Chinese-Canadians may be back in stronger numbers in September if the Liberal government doesn’t alter the curriculum to reflect parents’ concerns, she said. 

(Sidebar: strangely enough, this article avoids the MUSLIM word in much the same way Islamist apologists blame Pamela Gellar for being alive.)

Utterly stunned that political multiculturalism is an apparent failure, leftists are at a loss to understand why they can't persuade unassimilated immigrants into letting over-paid teachers convince their kids that they may be five different genders, something they don't care or think about.

In case one is in doubt about what the revised curriculum actually says...

Well, as long as these kids aren't learning math or anything.

Four Afghan men will be hanged for their part in the mob killing of a woman:

Four Afghan men were sentenced Wednesday to death by hanging over the filmed mob killing in downtown Kabul of a young woman falsely accused of burning the Qur’an, a case that horrified the country and showed the dangers women face in the conservative society.

But the family of the 27-year-old woman, a religious scholar named Farkhuna, immediately denounced the verdict as unfair as the judge dropped charges against 18 men for a lack of evidence.
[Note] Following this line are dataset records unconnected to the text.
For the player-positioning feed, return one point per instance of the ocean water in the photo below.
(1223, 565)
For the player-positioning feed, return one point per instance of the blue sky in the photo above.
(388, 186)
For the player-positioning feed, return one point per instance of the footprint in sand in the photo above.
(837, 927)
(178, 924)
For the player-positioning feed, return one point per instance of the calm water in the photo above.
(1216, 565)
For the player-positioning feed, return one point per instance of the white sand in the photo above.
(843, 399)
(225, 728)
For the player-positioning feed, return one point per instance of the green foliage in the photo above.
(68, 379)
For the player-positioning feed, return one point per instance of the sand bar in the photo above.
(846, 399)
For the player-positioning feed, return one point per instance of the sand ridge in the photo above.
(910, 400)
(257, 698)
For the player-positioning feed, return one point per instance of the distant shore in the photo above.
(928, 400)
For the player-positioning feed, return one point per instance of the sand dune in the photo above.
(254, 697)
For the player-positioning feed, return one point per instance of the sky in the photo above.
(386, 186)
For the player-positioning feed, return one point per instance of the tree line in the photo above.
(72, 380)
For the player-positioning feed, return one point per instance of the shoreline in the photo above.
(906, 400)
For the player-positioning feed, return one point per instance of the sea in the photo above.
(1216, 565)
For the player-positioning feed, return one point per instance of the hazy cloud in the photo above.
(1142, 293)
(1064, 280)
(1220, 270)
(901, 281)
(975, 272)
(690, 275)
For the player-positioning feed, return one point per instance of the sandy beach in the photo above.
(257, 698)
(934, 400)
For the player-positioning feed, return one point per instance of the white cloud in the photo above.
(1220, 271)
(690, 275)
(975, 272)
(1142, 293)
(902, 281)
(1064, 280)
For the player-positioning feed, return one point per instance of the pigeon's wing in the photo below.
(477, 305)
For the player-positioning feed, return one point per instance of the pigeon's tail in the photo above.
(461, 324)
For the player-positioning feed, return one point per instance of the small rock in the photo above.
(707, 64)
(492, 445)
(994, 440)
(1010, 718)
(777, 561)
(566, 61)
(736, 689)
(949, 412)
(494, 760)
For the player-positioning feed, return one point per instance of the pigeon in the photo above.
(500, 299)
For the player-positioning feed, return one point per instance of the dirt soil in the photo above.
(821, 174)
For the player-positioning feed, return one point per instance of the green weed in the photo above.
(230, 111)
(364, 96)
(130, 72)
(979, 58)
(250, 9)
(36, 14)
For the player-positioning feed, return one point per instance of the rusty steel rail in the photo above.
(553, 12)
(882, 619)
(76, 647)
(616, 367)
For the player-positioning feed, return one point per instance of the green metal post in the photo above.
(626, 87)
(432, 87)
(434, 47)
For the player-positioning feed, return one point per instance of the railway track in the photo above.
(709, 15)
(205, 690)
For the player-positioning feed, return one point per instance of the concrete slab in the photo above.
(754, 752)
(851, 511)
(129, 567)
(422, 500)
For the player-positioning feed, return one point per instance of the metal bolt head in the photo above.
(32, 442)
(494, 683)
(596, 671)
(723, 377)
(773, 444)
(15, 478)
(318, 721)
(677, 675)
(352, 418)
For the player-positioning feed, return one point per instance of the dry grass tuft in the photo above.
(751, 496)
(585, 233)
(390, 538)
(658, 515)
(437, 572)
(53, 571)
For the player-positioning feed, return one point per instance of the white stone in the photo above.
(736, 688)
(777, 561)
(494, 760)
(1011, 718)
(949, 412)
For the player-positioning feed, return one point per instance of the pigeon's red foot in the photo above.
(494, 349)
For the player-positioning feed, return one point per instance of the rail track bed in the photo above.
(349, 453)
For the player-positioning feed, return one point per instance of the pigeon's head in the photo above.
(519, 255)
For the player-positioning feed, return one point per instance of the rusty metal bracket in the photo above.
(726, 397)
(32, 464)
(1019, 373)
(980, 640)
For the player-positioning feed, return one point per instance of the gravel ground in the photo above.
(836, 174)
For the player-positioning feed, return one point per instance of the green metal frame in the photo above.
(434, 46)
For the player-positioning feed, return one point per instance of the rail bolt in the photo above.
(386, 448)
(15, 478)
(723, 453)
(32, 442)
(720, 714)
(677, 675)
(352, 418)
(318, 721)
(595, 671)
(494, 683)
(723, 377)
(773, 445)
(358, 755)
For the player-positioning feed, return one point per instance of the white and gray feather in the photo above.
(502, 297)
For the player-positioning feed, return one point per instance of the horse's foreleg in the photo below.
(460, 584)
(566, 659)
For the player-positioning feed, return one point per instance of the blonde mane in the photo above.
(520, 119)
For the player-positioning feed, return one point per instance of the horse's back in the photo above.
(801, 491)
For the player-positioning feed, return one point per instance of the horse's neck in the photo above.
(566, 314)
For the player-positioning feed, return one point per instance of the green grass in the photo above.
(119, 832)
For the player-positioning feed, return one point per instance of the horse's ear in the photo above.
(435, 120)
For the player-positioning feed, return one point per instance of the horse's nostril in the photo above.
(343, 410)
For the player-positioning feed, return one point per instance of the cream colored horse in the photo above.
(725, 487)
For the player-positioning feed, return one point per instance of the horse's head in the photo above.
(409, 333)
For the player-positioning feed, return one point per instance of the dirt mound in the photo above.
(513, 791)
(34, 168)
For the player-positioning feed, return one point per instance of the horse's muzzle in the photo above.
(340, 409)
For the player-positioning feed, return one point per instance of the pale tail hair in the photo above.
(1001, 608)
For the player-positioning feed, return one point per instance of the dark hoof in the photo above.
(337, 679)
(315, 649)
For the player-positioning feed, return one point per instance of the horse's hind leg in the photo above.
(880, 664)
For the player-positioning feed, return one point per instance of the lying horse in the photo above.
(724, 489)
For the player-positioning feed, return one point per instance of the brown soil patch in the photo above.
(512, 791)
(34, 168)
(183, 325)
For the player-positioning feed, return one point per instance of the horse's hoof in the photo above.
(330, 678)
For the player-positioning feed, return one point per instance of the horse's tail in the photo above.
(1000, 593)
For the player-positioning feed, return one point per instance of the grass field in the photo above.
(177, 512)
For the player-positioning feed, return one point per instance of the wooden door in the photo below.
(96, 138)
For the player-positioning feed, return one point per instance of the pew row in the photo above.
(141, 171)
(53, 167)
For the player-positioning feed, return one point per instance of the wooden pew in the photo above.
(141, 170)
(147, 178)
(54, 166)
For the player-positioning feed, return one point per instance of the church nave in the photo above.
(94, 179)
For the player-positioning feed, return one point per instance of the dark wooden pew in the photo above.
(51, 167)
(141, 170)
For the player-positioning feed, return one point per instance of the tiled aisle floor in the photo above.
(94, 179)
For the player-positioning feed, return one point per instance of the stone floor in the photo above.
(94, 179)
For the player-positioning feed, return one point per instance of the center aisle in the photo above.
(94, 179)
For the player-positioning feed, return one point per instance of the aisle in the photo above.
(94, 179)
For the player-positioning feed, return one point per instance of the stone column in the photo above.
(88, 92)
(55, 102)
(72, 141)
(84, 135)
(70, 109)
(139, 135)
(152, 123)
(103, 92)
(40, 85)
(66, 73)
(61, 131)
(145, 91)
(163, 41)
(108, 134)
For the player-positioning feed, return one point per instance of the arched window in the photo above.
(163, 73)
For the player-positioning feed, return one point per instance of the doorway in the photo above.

Judge Safiullah Mojadedi sentenced eight others to 16 years in prison. Nineteen police officers accused in the case will be sentenced Saturday, their verdicts publicly announced the next day.


I guess money means nothing:

The first of three votes on a natural gas benefit offer worth over $1 billion has been unanimously rejected by a First Nation on British Columbia's northwest coast.

All of the more than 180 eligible voters at a meeting in Port Simpson stood up to oppose the plan to build a liquefied-natural-gas pipeline and terminal in their territory, said Lax Kw'alaams band member Malcolm Sampson.

Pacific NorthWest LNG, which is mostly owned by Malaysia-based oil and gas giant Petronas, has applied to build an export terminal on Lelu Island, just south of Prince Rupert at the head of the Skeena River.

Residents have raised concerns over the project's environmental impact, citing the site's problematic location and the threat it poses to the watershed.

"Why would you build an LNG plant right at the mouth of the Skeena River?" said Sampson, who spoke at Tuesday's meeting. "There of all places."

Sampson said the $1.15-billion offer in benefits over 40 years was not discussed at all during the meeting, which took place in a school gym so packed that some band members had to stand outside.

The pretenses of piety notwithstanding, one is at a loss to explain what can supplant that one billion dollar offering.

And now, a woman begs for rescue online:

Employees at a Pizza Hut in Florida were praised on Wednesday for helping rescue a customer who wrote a message in her online pizza order that she was being held hostage and needed someone to call 911, authorities said.

The note led to the arrest of Ethan Nickerson, 26, who used a large knife to hold his girlfriend and their three children hostage, said Highlands County sheriff's spokeswoman Nell Hays.

The Pizza Hut employees "not only saw something but they acted on it," Hays said.

Cheryl Treadway, 25, was a regular customer at a Pizza Hut in Avon Park in central Florida, which took seriously her plea in the comments section of an online order on Monday.

"Who would have thought of that?" Hays said.

After deputies arrived at the house, Nickerson surrendered peacefully. Treadway and the couple's three children, ages 1, 5 and 6, did not appear seriously harmed, authorities said.